Hükmü, davalı vekili temyiz etmiştir.
6100 sayılı Hukuk Muhakemeleri Kanununun;
1- 353/b-2 maddesinde, "Yargılamada eksiklik bulunmamakla beraber, kanunun olaya uygulanmasında hata edilip de yeniden yargılama yapılmasına ihtiyaç duyulmadığı takdirde veya kararın gerekçesinde hata edilmiş ise düzelterek yeniden esas hakkında duruşma yapılmadan karar verilir."
2- 359/2. maddesinde, "Hükmün sonuç kısmında gerekçeye ait herhangi bir söz tekrar edilmeksizin, taleplerden her biri hakkında verilen hükümle, taraflara yüklenen borç ve tanınan hakların sıra numarası altında, açık, şüphe ve terddüt uyandırmayacak şekilde gösterilmesi gereklidir." hükümlerine yer verilmiştir.
İstinaf mahkemesi, ilk derece mahkemesi kararının usul ve esas yönünden hukuka uygun olduğu kanısına varırsa, istinaf başvurusunun esastan reddine karar verir (HMK. m. 353/b-1).
İstinaf mahkemesi, ilk derece mahkemesi kararındaki maddi hataların düzeltilmesi mümkün ise gerekli düzeltmeyi yaparak (HMK. m. 360, m. 183) aynı kararı verir; yani istinaf başvurusunun esastan reddine karar verir (Karş: İYUK m. 45/3, c.2).

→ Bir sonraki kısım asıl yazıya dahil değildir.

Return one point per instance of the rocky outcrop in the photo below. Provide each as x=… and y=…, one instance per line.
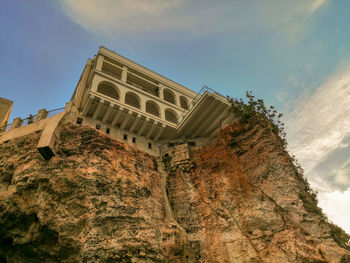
x=240, y=199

İstinaf mahkemesi, ilk derece mahkemesi kararını hukuka uygun bulmadığı takdirde, istinaf başvurusunun kabulü ile ilk derece mahkemesi kararının kaldırılmasına karar verir. Bu halde, istinaf mahkemesi aşağıdaki kararları verebilir;
a) İlk derece mahkemesi kararının kaldırılması ve davanın esası hakkında yeniden karar verilmesi,
b) İlk derece mahkemesi kararının düzeltilmesi ve davanın esası hakkında karar verilmesi (Prof. Dr. Baki Kuru, İstinaf Sistemine Göre Yazılmış Medeni Usul Hukuku, Ekim 2016 s. 698).
Öte yandan, HMK’nun "Yargılama Giderlerinin Kapsamı" başlıklı 323. maddesinde, karar ve ilam harçları yargılama giderleri arasında sayılmış, "Yargılama Giderlerinden Sorumluluk" başlıklı 326. maddesinde, yargılama giderlerinin aleyhine hüküm verilen taraftan alınmasına karar verileceği düzenlenmiştir.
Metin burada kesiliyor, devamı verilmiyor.